Yasna Lara has one of the most sensitive and delicate jobs at Western Health – asking the grieving families of dying or dead patients if they’re willing to donate their loved one’s organs or tissue to people needing transplants.
Ms Lara, a nurse donation specialist, is part of a small team of donor experts based at Western Hospital’s Intensive Care Unit in Footscray.
Her fellow team members – Dr Forbes McGain, a medical donations specialist and Ms Kylie Chalmers, a nurse donation specialist – navigate their way through the emotional turmoil of deeply distressed families, comforting them and helping them consider the difficult issue of organ donation.
“Organ donation isn’t for everyone and that’s fair enough,” Ms Lara said. “Our role is to support patients and their families no matter what decision they make.”
The number of families nationwide providing consent for organ and tissue donation has risen steadily since 2009 when the national Organ and Tissue Authority was established to increase public awareness about organ donation and lift the rate of families consenting to the procedure.
Ms Lara has witnessed the change in public attitudes first-hand. When she started her job more than 10 years ago, the number of donor patients at the hospital was about one per year.
In 2013 five patients at the hospital became donor patients. The number fluctuates each year, depending on whether a donor’s organs are suitable for transplant or whether a recipient patient is available and can be matched.
When a patient at the hospital is dying or has died, the treating doctor introduces the patient’s family to the donation specialist team. Ms Lara said most families are interested in the idea of organ and tissue donation.
“When we approach families to talk with them you can often see the difference between those who’ve discussed the issue of organ donation and know their loved ones wishes and those who haven’t.
“Families who’ve already discussed it feel a lot more confident about making a decision, while families who haven’t previously discussed it find it harder to make that decision.”

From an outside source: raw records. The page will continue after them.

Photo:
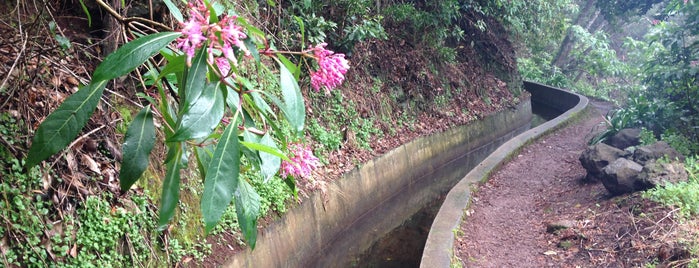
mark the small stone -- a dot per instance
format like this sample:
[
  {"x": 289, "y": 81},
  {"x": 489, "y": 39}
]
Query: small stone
[{"x": 556, "y": 226}]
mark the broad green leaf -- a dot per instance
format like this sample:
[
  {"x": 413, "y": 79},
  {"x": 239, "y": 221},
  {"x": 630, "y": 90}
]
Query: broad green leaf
[
  {"x": 195, "y": 82},
  {"x": 247, "y": 207},
  {"x": 203, "y": 155},
  {"x": 302, "y": 29},
  {"x": 289, "y": 65},
  {"x": 64, "y": 124},
  {"x": 171, "y": 185},
  {"x": 261, "y": 103},
  {"x": 174, "y": 10},
  {"x": 232, "y": 100},
  {"x": 251, "y": 155},
  {"x": 131, "y": 55},
  {"x": 139, "y": 141},
  {"x": 264, "y": 147},
  {"x": 289, "y": 181},
  {"x": 270, "y": 161},
  {"x": 87, "y": 12},
  {"x": 203, "y": 116},
  {"x": 221, "y": 177},
  {"x": 294, "y": 109},
  {"x": 174, "y": 65}
]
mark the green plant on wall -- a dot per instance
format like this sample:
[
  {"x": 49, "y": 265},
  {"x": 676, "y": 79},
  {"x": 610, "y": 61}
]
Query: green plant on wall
[{"x": 202, "y": 96}]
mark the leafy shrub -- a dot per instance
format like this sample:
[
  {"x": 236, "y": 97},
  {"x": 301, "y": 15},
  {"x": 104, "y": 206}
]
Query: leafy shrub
[
  {"x": 683, "y": 195},
  {"x": 680, "y": 142}
]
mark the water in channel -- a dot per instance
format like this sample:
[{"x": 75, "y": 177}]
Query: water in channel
[{"x": 403, "y": 246}]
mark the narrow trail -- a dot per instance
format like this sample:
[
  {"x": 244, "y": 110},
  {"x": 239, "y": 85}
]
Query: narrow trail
[{"x": 506, "y": 223}]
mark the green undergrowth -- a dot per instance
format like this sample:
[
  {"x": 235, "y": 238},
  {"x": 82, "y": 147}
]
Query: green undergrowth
[{"x": 682, "y": 195}]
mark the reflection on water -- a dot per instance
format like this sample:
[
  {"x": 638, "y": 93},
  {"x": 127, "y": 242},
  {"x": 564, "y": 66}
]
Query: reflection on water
[{"x": 402, "y": 247}]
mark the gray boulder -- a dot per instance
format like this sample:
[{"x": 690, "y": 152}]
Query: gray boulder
[
  {"x": 655, "y": 151},
  {"x": 598, "y": 156},
  {"x": 656, "y": 173},
  {"x": 621, "y": 176},
  {"x": 625, "y": 138}
]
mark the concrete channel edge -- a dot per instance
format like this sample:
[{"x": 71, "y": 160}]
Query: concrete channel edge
[{"x": 438, "y": 251}]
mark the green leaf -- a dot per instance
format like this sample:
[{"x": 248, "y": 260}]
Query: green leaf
[
  {"x": 264, "y": 147},
  {"x": 131, "y": 55},
  {"x": 247, "y": 207},
  {"x": 301, "y": 29},
  {"x": 174, "y": 65},
  {"x": 87, "y": 13},
  {"x": 289, "y": 65},
  {"x": 203, "y": 155},
  {"x": 232, "y": 100},
  {"x": 195, "y": 82},
  {"x": 64, "y": 124},
  {"x": 171, "y": 185},
  {"x": 293, "y": 109},
  {"x": 139, "y": 141},
  {"x": 270, "y": 161},
  {"x": 174, "y": 11},
  {"x": 221, "y": 177},
  {"x": 203, "y": 116}
]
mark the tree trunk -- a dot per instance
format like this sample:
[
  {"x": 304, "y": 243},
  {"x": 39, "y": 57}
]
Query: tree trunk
[{"x": 561, "y": 58}]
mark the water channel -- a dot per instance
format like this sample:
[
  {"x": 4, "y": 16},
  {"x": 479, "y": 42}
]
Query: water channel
[{"x": 403, "y": 247}]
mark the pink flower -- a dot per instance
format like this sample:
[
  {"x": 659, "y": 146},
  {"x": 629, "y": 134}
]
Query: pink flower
[
  {"x": 302, "y": 162},
  {"x": 233, "y": 34},
  {"x": 192, "y": 38},
  {"x": 223, "y": 65},
  {"x": 331, "y": 70},
  {"x": 222, "y": 36}
]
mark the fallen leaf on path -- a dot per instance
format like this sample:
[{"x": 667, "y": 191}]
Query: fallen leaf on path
[{"x": 550, "y": 252}]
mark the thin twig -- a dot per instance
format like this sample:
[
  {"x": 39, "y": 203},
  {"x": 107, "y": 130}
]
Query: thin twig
[
  {"x": 19, "y": 56},
  {"x": 81, "y": 138}
]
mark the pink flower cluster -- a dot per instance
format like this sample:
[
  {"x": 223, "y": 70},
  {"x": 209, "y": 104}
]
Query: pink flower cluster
[
  {"x": 332, "y": 68},
  {"x": 302, "y": 162},
  {"x": 222, "y": 37}
]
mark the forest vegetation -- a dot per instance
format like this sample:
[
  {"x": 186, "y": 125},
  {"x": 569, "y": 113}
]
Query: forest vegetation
[{"x": 412, "y": 68}]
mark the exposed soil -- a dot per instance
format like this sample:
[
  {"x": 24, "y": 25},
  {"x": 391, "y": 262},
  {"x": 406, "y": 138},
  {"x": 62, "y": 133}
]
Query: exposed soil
[{"x": 506, "y": 225}]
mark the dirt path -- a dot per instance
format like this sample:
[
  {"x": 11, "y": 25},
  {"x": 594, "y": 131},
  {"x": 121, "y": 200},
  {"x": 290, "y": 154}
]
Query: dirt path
[{"x": 509, "y": 215}]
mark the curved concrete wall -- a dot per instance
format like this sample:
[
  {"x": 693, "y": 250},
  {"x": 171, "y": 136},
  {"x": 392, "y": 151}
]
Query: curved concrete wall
[
  {"x": 370, "y": 201},
  {"x": 438, "y": 250}
]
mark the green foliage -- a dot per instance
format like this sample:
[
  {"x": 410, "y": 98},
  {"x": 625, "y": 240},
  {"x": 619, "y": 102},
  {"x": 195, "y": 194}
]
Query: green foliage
[
  {"x": 340, "y": 118},
  {"x": 430, "y": 25},
  {"x": 329, "y": 139},
  {"x": 113, "y": 236},
  {"x": 139, "y": 141},
  {"x": 221, "y": 177},
  {"x": 647, "y": 137},
  {"x": 359, "y": 22},
  {"x": 683, "y": 195},
  {"x": 680, "y": 142}
]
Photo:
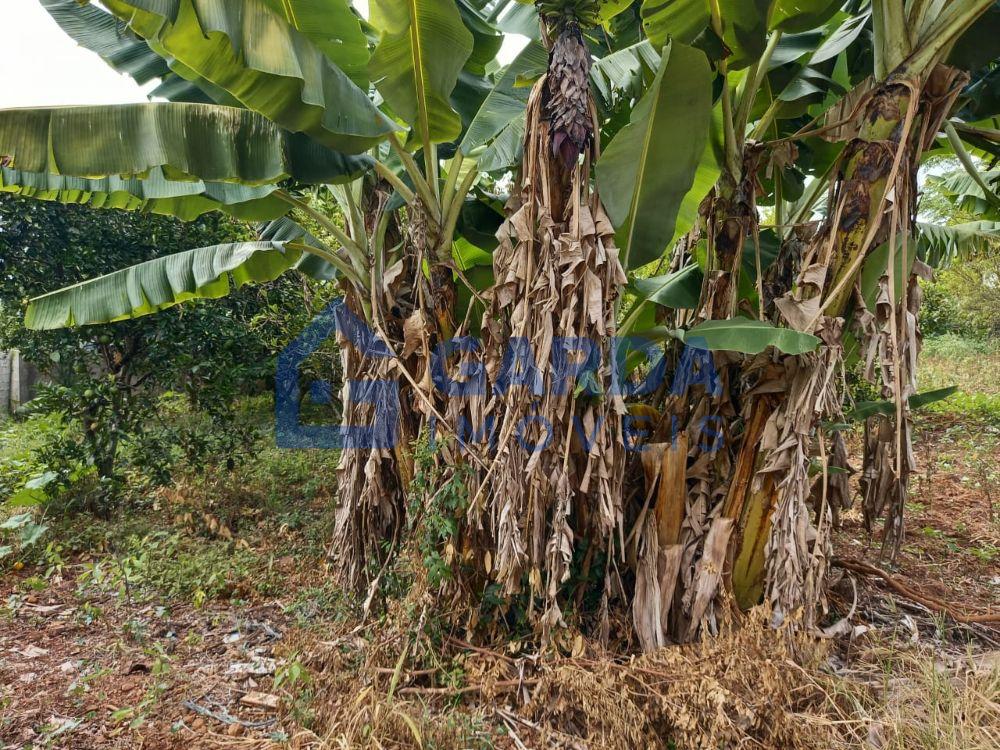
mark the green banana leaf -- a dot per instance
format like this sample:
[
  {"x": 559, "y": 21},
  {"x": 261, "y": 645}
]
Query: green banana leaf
[
  {"x": 625, "y": 72},
  {"x": 415, "y": 66},
  {"x": 747, "y": 336},
  {"x": 103, "y": 34},
  {"x": 678, "y": 290},
  {"x": 796, "y": 16},
  {"x": 251, "y": 51},
  {"x": 334, "y": 28},
  {"x": 204, "y": 273},
  {"x": 650, "y": 165},
  {"x": 506, "y": 102},
  {"x": 939, "y": 245},
  {"x": 185, "y": 200},
  {"x": 487, "y": 41},
  {"x": 285, "y": 230},
  {"x": 744, "y": 25},
  {"x": 864, "y": 409},
  {"x": 189, "y": 141}
]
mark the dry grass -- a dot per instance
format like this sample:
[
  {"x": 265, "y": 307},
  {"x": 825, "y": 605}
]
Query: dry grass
[
  {"x": 916, "y": 698},
  {"x": 751, "y": 687}
]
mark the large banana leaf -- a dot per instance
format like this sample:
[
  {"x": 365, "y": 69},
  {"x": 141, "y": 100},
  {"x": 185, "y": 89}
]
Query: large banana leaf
[
  {"x": 251, "y": 51},
  {"x": 744, "y": 24},
  {"x": 108, "y": 37},
  {"x": 796, "y": 16},
  {"x": 334, "y": 28},
  {"x": 204, "y": 273},
  {"x": 487, "y": 41},
  {"x": 189, "y": 141},
  {"x": 677, "y": 290},
  {"x": 650, "y": 166},
  {"x": 507, "y": 101},
  {"x": 967, "y": 193},
  {"x": 747, "y": 336},
  {"x": 184, "y": 199},
  {"x": 415, "y": 66},
  {"x": 625, "y": 72},
  {"x": 938, "y": 245},
  {"x": 287, "y": 230}
]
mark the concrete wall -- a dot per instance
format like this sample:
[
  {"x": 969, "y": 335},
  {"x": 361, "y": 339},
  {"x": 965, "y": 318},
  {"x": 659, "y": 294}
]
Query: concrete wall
[{"x": 17, "y": 382}]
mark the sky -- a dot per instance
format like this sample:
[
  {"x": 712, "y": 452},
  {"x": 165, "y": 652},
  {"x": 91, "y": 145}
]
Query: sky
[{"x": 42, "y": 67}]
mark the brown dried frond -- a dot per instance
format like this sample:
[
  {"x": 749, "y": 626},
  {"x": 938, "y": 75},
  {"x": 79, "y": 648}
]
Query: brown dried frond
[{"x": 740, "y": 689}]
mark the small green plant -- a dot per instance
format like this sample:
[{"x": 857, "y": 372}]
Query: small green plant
[{"x": 435, "y": 508}]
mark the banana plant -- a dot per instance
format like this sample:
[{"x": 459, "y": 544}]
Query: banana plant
[{"x": 655, "y": 130}]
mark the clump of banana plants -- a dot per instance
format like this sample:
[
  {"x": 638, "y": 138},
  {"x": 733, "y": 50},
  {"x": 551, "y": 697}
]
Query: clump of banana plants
[{"x": 555, "y": 478}]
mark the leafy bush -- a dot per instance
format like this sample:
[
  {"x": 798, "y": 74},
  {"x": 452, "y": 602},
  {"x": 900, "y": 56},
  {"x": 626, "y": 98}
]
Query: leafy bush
[{"x": 107, "y": 384}]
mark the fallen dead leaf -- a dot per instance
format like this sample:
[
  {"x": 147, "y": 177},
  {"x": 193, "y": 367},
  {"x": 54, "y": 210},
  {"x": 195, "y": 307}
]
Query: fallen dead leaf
[
  {"x": 32, "y": 652},
  {"x": 260, "y": 700}
]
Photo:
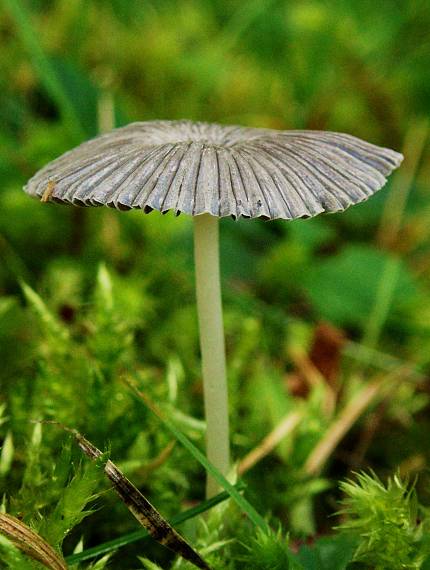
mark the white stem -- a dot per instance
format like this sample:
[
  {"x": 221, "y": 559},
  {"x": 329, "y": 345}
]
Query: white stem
[{"x": 209, "y": 309}]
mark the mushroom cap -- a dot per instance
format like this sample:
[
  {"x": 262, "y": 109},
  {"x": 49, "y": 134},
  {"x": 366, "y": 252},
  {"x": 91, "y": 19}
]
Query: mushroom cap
[{"x": 198, "y": 168}]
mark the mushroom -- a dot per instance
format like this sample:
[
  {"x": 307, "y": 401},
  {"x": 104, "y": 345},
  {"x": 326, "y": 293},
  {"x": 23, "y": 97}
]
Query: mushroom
[{"x": 210, "y": 171}]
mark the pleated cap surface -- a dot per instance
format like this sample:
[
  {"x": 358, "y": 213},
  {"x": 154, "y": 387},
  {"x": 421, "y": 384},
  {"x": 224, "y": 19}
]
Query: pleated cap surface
[{"x": 198, "y": 168}]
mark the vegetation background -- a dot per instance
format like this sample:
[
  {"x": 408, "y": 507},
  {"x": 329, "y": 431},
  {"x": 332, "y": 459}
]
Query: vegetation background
[{"x": 327, "y": 320}]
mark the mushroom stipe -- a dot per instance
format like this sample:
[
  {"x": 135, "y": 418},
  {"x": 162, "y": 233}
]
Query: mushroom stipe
[{"x": 211, "y": 171}]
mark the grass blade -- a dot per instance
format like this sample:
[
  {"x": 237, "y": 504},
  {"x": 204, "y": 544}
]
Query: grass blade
[
  {"x": 242, "y": 503},
  {"x": 142, "y": 534},
  {"x": 20, "y": 15}
]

Ms Lara said the discussions sometimes help families in their grieving process. “For families who have talked about organ and tissue donation it can be a very positive thing to discuss – to have something good come out of something so sad. We’ve had families say that to us.
“It’s an amazing thing for people to think of other families and how they might be able to help them when they’re going through such a hard time themselves.”
Hearts, kidneys, lungs and livers are the most common organs donated for transplants. Eyes, bone and heart values are the most commonly donated tissues.
If a family consents to organ and tissue donation Ms Lara’s team then links the patient and the families to the medical staff who organise for the transplant process to occur.
The donor specialist team also provides information, case reviews and updates to all the medical staff in the hospital’s departments who may have worked with the patient. It also passes on information about the transplant results to the staff involved and to patients’ families if they wish to receive such information.
The information comes from the DonateLife Network, the national agency of hospital-based medical specialists that coordinates organ and tissue transplants. To meet privacy concerns the information does not identify the transplant recipient.
“We support the families and the staff involved in the process, from the treating teams in emergency, in intensive care and the theatre staff,” Ms Lara said. “We’re involved from the beginning to the end of the process.
“Organ donation can be a very emotional experience for everyone involved. So it’s good for people to know the end result, to know that a person’s lungs went to a young person who is now recovering well or a person’s kidneys went to a middle-aged man who is now off dialysis.”
Ms Lara says families are often surprised to learn that older patients can become donors and that people who have hip replacement operations are able to donate their old hip for reuse. Instead of being discarded, a patient’s old hipbone can be ground into powder form, sent to a tissue bank and then used in hospitals when patients need bone-grafting surgery.
The specialist team also plays a leading role in educating community groups about the importance of organ and tissue donation and how it can improve or indeed save the lives of severely ill people waiting for transplants. Ms Lara and her colleagues regularly deliver information seminars to men’s groups, young people, ethnic groups and others whom research shows are less likely than others to seek medical help.